Rachel Sirr 14 September 2019
Kylie, a Hartley client

Kylie’s looking forward to the opening of Hartley’s Lifecare facility in Chapman. Photos: Supplied.

People with disabilities are more likely to live on lower incomes and have limited housing options that may reduce their quality of life.

In response to growing need for low income and disability-suitable housing, the ACT Government has been building and renewing the stock of affordable and accessible housing to align tenant requirements with public housing.

The latest addition is Hartley Lifecare’s supported accommodation for people with physical and complex disabilities on Darwinia Terrace in Chapman, scheduled for completion by mid-to-late 2020.

Darwinia Terrace has been funded by many generous Canberra individuals and businesses, with project management by Renaissance Homes. The land was granted to Hartley Lifecare by the ACT Government.

Quality, accessible public housing is important for people with disabilities but there is a massive shortage across Australia, not just in the ACT. In March 2019, Anglicare’s Rental Affordability National Report 2019 identified only 317 out of almost 70,000 advertised homes as affordable and suitable for people on a Disability Support Pension.

“Finding an affordable home in the private rental market is a complete fiction for people on low incomes,” according to Anglicare. “Resourcefulness and sacrifice is the only thing keeping a roof over the heads of many Australians.”

That makes Darwinia Terrace a welcome respite option for people with disabilities in the ACT.

Hartley House in Chapman

Hartley House on Darwinia Terrace, Chapman.

The floor plan for the new respite facility presents a four-bedroom house to accommodate short-term respite clients.
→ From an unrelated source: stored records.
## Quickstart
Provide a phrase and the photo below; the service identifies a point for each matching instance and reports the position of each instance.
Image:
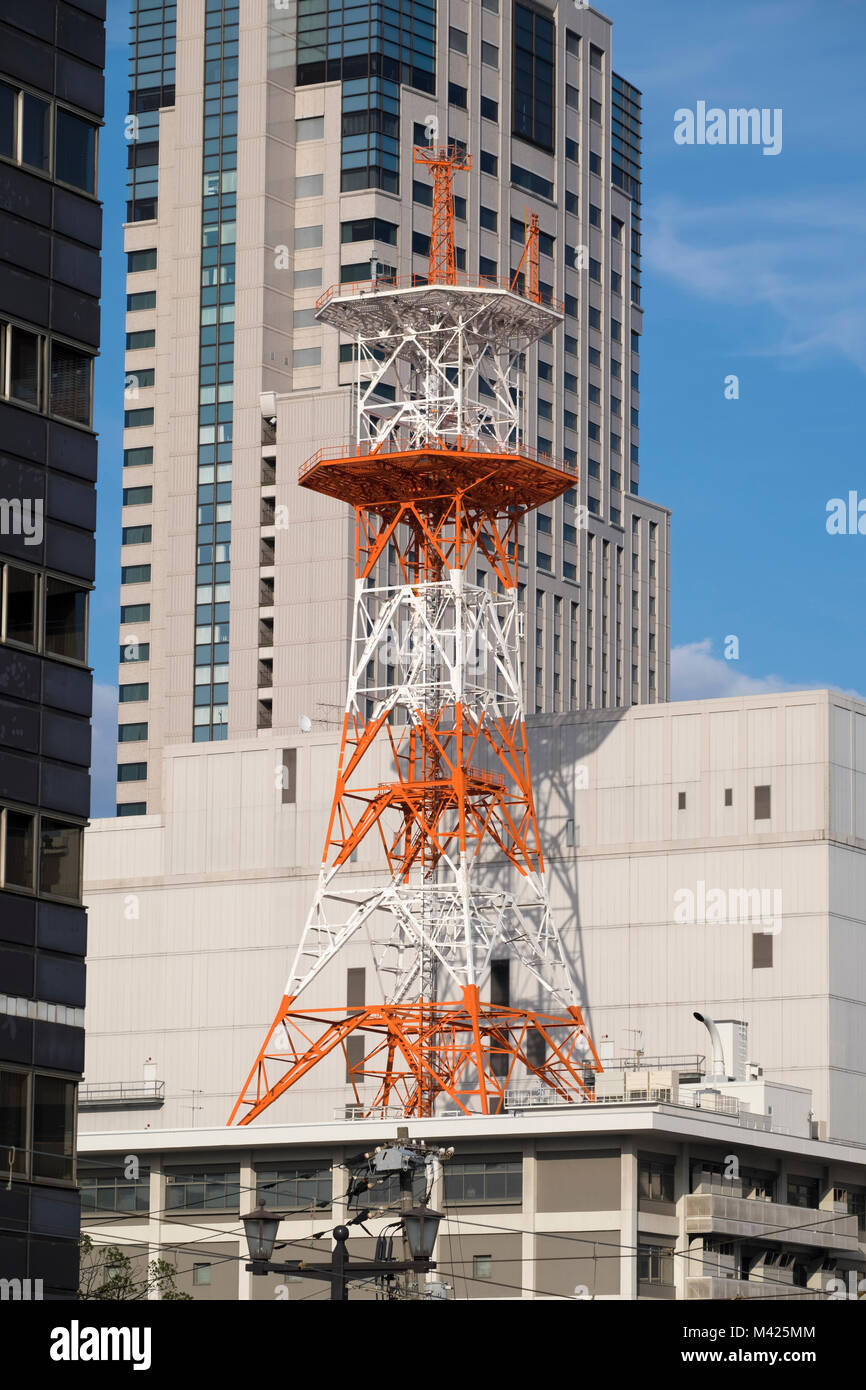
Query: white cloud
(697, 674)
(780, 256)
(103, 758)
A contemporary design, open planning, ease of access and assistive technology will be key features of this house.

Hartley’s Chapman respite facility will provide four beds, 365 days of the year, staffed 24/7 by support workers. Maintenance of the house and garden will be undertaken by staff and volunteers. Funding for people receiving respite care will be provided by the NDIS.

People in Hartley house who require wheelchair access or use assistive devices such as walking frames will have access to modified vehicles and vans for transport.

“Hartley is very excited to embark on this new project and provide people with disability the opportunities to live their best lives,” said Kellie Edwards, senior manager, Fundraising, Marketing and Stakeholder Engagement at Hartley Lifecare.

Hartley’s respite house will provide for people with high and complex disabilities like Kylie, who’s been with Hartley Lifecare for longer than she can remember.

Kylie is also the number one supporter of the Roosters Rugby League team.

“I haven’t had a holiday for a while, but I would like to go meet the Roosters soon,” Kylie says.